Bosons are particles that follow Bose-Einstein statistics. This means that there are no restrictions how many of them can occupy the same quantum state. Other class of particles are fermions, two of which can’t occupy the same quantum space if they are identical.
All matter is made of elementary particles quarks and leptons, which are fermions, whereas elementary bosons are force carriers. Unlike fermions that have half-integer spin, bosons have integer spin (0, 1, 2, etc.).
Elementary bosons are gluon, W and Z bosons, photon and theorized graviton, all of them force carriers of strong force, weak force, electromagnetism and gravity, respectively. Another elementary boson is the Higgs boson, confirmed in 2013 after an experiment in the Large Hadron Collider. Higgs boson is the only scalar boson, which means it has no spin.

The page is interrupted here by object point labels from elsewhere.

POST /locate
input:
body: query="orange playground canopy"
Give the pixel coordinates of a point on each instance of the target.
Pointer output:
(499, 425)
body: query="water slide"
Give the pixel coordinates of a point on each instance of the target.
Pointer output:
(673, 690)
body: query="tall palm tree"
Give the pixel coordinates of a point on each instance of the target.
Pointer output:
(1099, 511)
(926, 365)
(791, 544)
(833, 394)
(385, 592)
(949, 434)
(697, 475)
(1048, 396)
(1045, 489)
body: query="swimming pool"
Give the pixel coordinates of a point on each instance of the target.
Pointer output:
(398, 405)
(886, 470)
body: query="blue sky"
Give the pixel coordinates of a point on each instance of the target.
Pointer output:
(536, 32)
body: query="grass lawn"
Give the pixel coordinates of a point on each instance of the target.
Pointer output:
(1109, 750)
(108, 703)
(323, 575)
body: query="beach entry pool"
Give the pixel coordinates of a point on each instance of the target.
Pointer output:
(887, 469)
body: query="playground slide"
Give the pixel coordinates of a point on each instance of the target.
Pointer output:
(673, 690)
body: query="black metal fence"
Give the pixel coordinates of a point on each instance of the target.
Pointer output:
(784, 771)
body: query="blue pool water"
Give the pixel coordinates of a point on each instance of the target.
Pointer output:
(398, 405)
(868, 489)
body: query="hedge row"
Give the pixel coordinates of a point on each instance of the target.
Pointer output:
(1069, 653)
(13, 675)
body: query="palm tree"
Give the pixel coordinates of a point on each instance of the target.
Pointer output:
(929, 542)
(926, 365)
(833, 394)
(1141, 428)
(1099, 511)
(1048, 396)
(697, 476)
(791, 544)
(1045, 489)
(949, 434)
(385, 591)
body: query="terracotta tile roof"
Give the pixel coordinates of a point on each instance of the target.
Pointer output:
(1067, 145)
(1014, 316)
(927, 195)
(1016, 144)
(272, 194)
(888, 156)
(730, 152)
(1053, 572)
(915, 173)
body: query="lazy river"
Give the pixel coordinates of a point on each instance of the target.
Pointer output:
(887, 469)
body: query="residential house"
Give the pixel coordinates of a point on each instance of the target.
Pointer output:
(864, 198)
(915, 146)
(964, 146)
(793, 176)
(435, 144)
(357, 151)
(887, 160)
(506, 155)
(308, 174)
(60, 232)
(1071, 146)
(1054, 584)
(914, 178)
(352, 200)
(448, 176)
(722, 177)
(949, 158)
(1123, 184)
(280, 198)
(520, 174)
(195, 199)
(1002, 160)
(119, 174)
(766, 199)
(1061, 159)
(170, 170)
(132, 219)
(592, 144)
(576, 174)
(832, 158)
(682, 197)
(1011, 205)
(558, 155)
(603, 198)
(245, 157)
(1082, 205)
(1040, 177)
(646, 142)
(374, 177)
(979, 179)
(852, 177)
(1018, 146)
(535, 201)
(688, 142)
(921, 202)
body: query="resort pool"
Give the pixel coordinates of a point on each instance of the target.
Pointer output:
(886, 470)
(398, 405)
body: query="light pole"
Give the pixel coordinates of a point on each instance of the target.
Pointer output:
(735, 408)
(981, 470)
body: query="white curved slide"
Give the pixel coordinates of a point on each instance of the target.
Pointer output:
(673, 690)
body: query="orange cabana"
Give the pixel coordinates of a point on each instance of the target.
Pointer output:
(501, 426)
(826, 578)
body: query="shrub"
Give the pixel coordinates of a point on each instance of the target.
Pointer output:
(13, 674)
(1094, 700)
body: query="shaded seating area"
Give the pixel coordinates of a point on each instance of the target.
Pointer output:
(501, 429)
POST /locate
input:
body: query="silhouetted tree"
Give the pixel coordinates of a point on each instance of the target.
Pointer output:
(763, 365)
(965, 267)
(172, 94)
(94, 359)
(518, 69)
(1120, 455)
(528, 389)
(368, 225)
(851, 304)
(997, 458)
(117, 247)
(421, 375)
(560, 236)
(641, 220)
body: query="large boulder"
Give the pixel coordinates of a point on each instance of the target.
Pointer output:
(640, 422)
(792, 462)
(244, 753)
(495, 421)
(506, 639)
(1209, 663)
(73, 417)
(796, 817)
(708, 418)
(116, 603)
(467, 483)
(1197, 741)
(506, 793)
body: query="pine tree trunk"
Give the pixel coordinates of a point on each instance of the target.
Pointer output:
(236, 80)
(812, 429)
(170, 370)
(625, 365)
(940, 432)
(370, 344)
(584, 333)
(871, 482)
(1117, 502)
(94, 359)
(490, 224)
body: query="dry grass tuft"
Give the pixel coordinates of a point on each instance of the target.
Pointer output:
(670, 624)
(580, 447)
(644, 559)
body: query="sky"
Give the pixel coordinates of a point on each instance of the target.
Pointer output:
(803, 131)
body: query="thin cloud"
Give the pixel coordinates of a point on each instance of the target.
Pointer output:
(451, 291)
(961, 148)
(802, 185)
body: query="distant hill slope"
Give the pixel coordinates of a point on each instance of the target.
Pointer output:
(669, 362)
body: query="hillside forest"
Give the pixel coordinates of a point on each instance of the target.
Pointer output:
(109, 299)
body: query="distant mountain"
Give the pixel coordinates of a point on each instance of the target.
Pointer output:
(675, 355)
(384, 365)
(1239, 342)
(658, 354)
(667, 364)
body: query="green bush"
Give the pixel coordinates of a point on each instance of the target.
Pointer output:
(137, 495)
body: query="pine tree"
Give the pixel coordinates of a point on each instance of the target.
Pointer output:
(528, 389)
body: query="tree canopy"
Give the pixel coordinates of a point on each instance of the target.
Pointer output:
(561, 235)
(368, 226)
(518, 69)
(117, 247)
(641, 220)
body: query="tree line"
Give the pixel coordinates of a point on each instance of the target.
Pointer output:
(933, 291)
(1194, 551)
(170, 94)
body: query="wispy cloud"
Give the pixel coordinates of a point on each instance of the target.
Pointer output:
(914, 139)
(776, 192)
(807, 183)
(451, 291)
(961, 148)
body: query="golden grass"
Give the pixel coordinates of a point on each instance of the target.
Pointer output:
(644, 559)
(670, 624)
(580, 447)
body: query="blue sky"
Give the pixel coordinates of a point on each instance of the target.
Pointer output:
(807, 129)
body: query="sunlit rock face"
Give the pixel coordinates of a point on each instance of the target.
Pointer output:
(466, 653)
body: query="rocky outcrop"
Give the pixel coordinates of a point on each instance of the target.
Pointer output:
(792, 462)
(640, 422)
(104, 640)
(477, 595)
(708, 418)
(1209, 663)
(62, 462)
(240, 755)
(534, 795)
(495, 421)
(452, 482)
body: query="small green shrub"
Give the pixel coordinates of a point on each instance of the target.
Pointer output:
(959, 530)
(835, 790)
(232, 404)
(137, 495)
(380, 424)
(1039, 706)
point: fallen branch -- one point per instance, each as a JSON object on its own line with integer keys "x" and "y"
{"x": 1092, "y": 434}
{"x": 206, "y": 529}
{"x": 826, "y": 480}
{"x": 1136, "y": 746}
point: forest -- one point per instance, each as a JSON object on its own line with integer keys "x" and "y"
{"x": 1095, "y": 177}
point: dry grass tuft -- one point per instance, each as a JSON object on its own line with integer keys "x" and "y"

Composite bosons are all those non-elementary particles that have integer spin as a result of their constituents’ spins added. Meson is one example, since it’s made of a quark and an antiquark and can have spin of 0 or 1, depending on type of quarks that make the meson. Other examples are nuclei with even mass number like helium-4 atom with two protons, two neutrons and two electrons.
Bosons were named after Satyendra Nath Bose by Paul Dirac, for Bose’s contribution in Bose-Einstein statistics that theorizes the characteristics of elementary particles.